Lo scenario che si profila non è dunque dei più incoraggianti: la sera del 14 aprile tutti i leader in fila stapperanno lo spumante in via del Plebiscito, mentre gli astanti non festanti, i più informati, si guarderanno increduli. Ma come? -si chiederanno- E i numeri di Palazzo Madama?

Se poi l'ennesimo governo Berlusconi durerà 618 giorni come quello del suo predecessore, oppure se la Grosse Coalition prenderà piede non è dato saperlo, per la già citata legge dei se. Ma Massimo D'Alema, questa legge, non vuole rispettarla: "se", afferma a Tv7 il guru della realpolitik ex diessina, "ci sarà una situazione anomala, bisognerà mettersi d'accordo per cambiare le regole e si tornerà a votare". D'Alema, che sarà capolista in Campania ("perchè mi sento anche io responsabile come uomo di governo che ha agito con ritardo"), ha ancora la voglia di guardarsi indietro: la prospettiva dell'impasse "mi spaventa, ma ha un responsabile".

Chissà se Silvio Berlusconi si sente davvero tale. A guardarlo non sembrerebbe, mentre passa dai sondaggi festanti dell'ormai scaricato Crespi alle più affidabili scommesse degli allibratori inglesi ("ci danno vincenti solo con un piccolissimo dubbio, tanto è vero che chi punta un euro su di noi in caso di vittoria avrà soltanto 31 centesimi di euro in più, mentre chi punta un euro su Veltroni avrebbe addirittura il 310% in più: la vittoria di Veltroni viene considerata dieci volte meno probabile della nostra").
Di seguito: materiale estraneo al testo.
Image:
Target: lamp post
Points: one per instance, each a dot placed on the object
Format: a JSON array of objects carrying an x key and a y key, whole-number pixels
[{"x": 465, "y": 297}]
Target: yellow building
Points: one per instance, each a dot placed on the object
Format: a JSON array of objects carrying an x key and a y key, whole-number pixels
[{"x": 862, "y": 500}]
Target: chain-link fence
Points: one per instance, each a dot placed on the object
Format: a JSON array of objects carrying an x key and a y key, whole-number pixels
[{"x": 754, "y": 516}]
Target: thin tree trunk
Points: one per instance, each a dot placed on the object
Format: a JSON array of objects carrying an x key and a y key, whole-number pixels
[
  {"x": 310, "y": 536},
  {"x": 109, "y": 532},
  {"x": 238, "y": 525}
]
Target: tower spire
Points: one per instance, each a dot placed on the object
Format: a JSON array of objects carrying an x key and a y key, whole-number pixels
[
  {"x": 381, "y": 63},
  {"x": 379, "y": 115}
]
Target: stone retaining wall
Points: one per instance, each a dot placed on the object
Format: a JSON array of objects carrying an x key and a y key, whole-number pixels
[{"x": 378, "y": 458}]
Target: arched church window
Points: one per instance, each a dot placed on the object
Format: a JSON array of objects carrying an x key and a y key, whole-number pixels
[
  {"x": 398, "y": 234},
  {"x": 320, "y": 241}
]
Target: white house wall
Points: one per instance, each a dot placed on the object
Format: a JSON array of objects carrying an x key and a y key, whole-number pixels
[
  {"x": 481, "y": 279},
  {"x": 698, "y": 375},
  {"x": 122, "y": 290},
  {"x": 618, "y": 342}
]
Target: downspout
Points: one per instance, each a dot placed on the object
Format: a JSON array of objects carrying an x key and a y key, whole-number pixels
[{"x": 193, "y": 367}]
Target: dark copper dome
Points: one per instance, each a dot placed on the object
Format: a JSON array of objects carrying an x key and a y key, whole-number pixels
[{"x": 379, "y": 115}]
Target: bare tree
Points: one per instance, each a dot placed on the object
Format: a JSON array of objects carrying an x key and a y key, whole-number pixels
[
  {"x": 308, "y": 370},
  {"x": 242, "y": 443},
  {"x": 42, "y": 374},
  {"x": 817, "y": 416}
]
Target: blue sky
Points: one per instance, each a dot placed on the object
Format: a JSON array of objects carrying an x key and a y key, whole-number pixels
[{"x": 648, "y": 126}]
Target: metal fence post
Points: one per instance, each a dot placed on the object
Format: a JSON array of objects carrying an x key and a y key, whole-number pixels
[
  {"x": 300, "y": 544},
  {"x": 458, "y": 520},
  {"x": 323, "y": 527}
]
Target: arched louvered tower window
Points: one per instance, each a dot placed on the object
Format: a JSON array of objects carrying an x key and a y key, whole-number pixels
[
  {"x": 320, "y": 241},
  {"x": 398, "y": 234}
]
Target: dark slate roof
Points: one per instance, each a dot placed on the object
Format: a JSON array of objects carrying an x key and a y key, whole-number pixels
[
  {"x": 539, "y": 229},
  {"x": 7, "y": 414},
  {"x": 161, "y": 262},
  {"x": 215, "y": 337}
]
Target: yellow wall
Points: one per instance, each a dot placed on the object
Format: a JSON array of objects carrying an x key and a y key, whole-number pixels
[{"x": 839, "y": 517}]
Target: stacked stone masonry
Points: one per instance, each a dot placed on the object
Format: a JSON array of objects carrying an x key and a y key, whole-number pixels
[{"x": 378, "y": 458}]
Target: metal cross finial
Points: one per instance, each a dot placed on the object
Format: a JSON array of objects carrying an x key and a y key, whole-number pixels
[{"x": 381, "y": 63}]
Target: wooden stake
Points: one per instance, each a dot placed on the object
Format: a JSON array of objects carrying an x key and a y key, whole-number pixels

E tira un provvisorio sospiro di sollievo sulle carte milanesi che lo vedono accusato di corruzione di atti giudiziari per la vicenda Mediaset: i giudici del capoluogo lombardo hanno infatti accolto la richiesta dei suoi legali di rinviare le udienze al prossimo 21 aprile, dopo le elezioni politiche, con il congelamento dei termini di prescrizione. "Sia l'imputato Cavaliere che i suoi due avvocati", fanno notare i giudici, "sono candidati".